А с кроватью рядом —
Склянки с ядом,
Выпитые до конца.
Пасторскую строгость сюртука
Белизна простынь учетверяла.
Черные старухины шелка
Ликовали над снегом покрывала —
Нелюбимой власти иго сбросив,
Души их стремились в небеса!
Петр-апостол задал им вопросы,
Четкие ответы записал.
Но военный комендант селенья —
Власть повыше ключаря Петра.
По его прямому повеленью
В доме обыск наряжен с утра.
Сундуки вскрывают понятые,
Нарушают благостный уют,
Дутые, чеканные, литые
Золотые заклады достают.
Это возвращаются из плена,
Это покидают стариков
Скромные сокровища смиренных,
Сирые богатства бедняков.
Вся деревня привалила к стеклам
И глядит в окно, как в объектив —
Мутный-мутный,
Потный-потный,
Блеклый, —
Все равно – дыханье затаив.
Перед ней в неслыханном позоре,
Черные от головы до пят,
Черные, как инфузории,
Мертвые ростовщики лежат.
«Определю, едва взгляну…»
Определю, едва взгляну:
Росли и выросли в войну.
А если так, чего с них взять?
Конечно, взять с них нечего.
Средь грохота войны кузнечного
Девичьих криков не слыхать.
Былинки на стальном лугу
Растут особенно, по-своему.
Я рассказать еще могу,
Как походя их топчут воины:
За белой булки полкило,
За то, что любит крепко,
За просто так, за понесло
Как половодьем щепку.
Я в черные глаза смотрел
И в серые, и в карие,
А может, просто руки грел
На этой жалкой гари я?
Нет, я не грел холодных рук.
Они у меня горячие.
Я в самом деле верный друг,
И этого не прячу я.
Вам, горьким – всем, горючим – всем,
Вам, робким, кротким, тихим – всем
Я друг надолго, насовсем.
«Как залпы оббивают небо…»
Как залпы оббивают небо,
Так водка обжигает нёбо,
А звезды сыплются из глаз,
Как будто падают из тучи,
А гром, гремучий и летучий,
Звучит по-матерну меж нас.
Ревет на пианоле полька.
Идет четвертый день попойка.
А почему четвертый день?
За каждый трезвый год военный
Мы сутки держим кубок пенный.
Вот почему нам пить не лень.
Мы пьем.
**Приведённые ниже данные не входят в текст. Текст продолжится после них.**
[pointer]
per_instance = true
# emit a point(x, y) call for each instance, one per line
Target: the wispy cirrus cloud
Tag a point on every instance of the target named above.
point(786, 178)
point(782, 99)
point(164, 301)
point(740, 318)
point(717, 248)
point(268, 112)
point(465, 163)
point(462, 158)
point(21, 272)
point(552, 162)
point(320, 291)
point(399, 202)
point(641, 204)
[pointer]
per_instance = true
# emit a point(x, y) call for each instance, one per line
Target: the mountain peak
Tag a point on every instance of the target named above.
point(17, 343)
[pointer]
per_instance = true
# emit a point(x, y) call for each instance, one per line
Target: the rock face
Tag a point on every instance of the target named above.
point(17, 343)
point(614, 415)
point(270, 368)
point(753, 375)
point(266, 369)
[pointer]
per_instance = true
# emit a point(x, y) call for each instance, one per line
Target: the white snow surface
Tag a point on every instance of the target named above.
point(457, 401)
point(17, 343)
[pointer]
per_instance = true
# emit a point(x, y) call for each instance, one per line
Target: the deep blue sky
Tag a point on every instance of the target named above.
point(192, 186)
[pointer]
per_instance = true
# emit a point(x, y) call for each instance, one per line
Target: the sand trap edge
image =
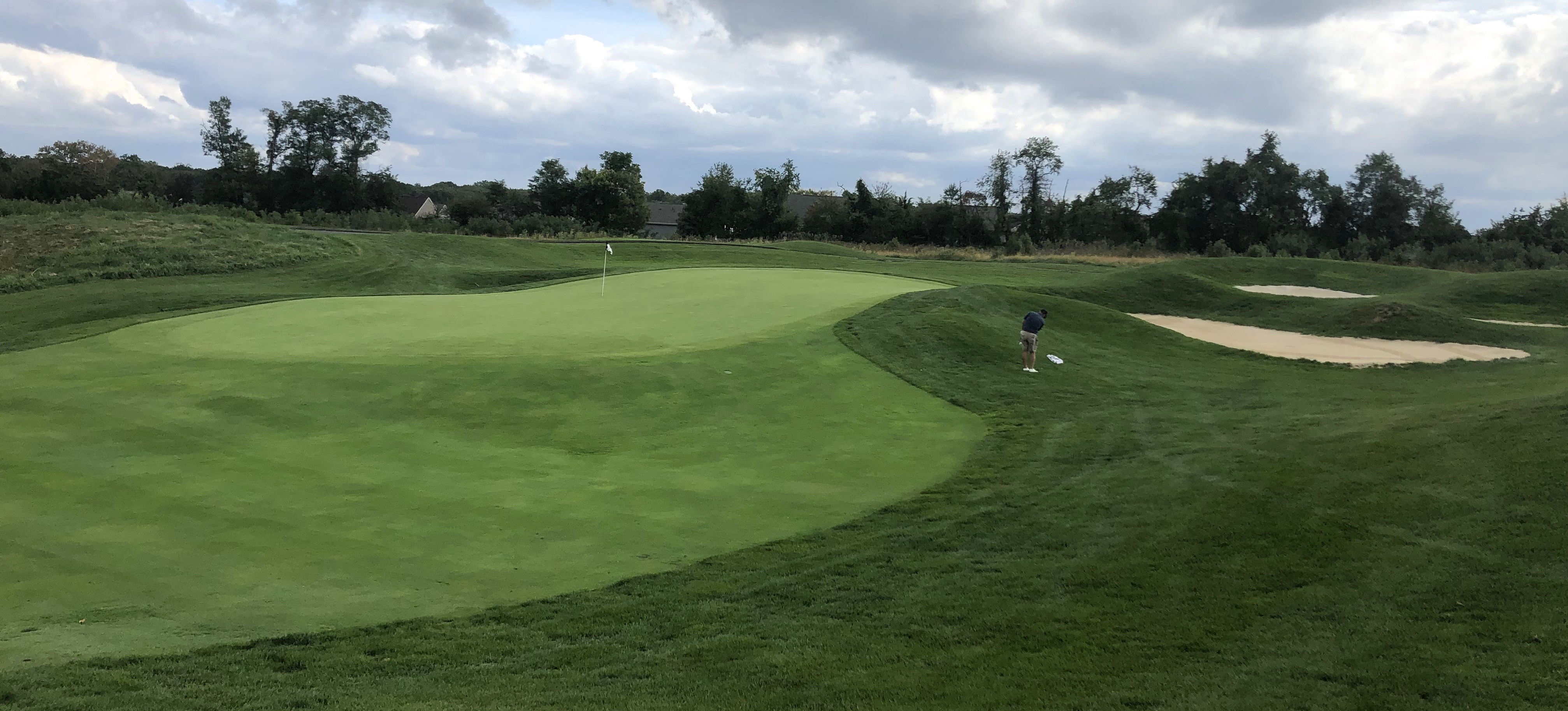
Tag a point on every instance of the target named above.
point(1522, 324)
point(1327, 349)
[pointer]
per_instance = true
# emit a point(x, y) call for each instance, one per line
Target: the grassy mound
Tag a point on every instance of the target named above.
point(62, 249)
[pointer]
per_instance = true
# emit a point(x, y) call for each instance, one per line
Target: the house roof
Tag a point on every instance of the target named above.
point(413, 203)
point(664, 212)
point(802, 203)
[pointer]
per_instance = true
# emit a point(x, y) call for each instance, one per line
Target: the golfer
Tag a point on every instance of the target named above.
point(1029, 338)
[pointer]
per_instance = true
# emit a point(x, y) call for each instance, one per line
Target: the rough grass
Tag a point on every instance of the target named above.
point(63, 249)
point(1159, 523)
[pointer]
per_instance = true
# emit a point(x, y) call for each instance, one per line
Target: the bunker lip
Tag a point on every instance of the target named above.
point(1327, 349)
point(1520, 324)
point(1302, 291)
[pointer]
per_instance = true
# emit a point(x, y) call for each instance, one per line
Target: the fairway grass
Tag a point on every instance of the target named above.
point(319, 463)
point(636, 314)
point(1161, 523)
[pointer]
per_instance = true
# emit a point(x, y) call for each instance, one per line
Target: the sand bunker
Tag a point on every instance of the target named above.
point(1520, 324)
point(1324, 349)
point(1302, 291)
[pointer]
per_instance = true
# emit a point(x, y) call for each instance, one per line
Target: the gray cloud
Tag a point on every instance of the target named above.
point(916, 91)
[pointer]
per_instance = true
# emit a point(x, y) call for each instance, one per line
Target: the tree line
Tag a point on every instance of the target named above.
point(1260, 206)
point(314, 153)
point(313, 159)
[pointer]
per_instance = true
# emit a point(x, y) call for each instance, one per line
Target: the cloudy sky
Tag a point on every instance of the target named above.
point(915, 93)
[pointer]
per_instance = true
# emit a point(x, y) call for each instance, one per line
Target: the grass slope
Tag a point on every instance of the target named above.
point(430, 264)
point(342, 462)
point(59, 249)
point(1161, 523)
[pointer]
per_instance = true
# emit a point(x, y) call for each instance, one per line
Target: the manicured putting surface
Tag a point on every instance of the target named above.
point(341, 462)
point(643, 313)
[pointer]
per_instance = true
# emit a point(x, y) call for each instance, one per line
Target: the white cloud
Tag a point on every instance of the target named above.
point(908, 91)
point(70, 90)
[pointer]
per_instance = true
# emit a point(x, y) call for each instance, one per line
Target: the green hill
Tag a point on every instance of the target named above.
point(1158, 523)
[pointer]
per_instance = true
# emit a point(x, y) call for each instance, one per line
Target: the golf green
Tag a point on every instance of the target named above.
point(333, 462)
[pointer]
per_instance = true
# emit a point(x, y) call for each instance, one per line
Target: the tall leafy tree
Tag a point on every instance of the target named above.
point(74, 170)
point(1115, 209)
point(1037, 162)
point(237, 161)
point(767, 212)
point(998, 184)
point(716, 208)
point(361, 128)
point(612, 197)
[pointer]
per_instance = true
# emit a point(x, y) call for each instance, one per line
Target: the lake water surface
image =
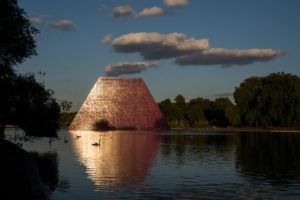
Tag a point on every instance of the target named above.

А немцы – пусть заплатят.
Пускай устроят и наладят
Все, что разбито, снесено.
Пусть взорванное строят снова.
Четвертый день без останова
За их труды мы пьем вино.
Еще мы пьем за жен законных,
Что ходят в юбочках суконных
Старошинельного сукна.
Их мы оденем и обуем
И мировой пожар раздуем,
Чтобы на горе всем буржуям
Согрелась у огня жена.
За нашу горькую победу
Мы пьем с утра и до обеда
И снова – до рассвета – пьем.
Она ждала нас, как солдатка,
Нам горько, но и ей не сладко.
Ну, выпили?
Ну – спать пойдем…
В ДЕРЕВНЕ
Очередь стоит у сельской почты —
Длинная – без краю и межей.
Это – бабы получают то, что
За убитых следует мужей.
Вот она взяла, что ей положено.
Сунула за пазуху, пошла.
Перед нею дымными порошами
Стелется земля – белым-бела.
Одинокая, словно труба
На подворье, что дотла сгорело,
Руки отвердели от труда,
Голодуха изнурила тело.
Что же ты, солдатская вдова,
Мать солдата и сестра солдата, —
Что ты шепчешь? Может быть,
слова,
Что ему шептала ты когда-то?
ПАРК И МУЗЕЙ ЦДСА
Из парка вытащена вся война
В хранилища соседнего музея,
И я сижу на солнышке, глазея
На мирные, как в детстве, времена.
Как в детстве – так и в парке – нет мужчин,
А только бабы, женщины и дамы,
Которые и ходят здесь годами,
На что в музее множество причин.
Их спутники, мужья и женихи,
Фамилии тех спутников и лица
Не могут быть записаны в стихи —
Музей их раньше внес в свои таблицы.
А столбики бесстрастных диаграмм
Столбцов стиха – точнее и умнее.
Ни горечи, ни гордости музея
Я никогда стихом не передам.
«Дадите пальто без номера?..»
– Дадите пальто без номера?
Где-то забыл, по-видимому.
Или не взял, по-видимому,
Давайте, пока не выдали.
Давайте, покуда кто-нибудь
Мой номер еще не нашел.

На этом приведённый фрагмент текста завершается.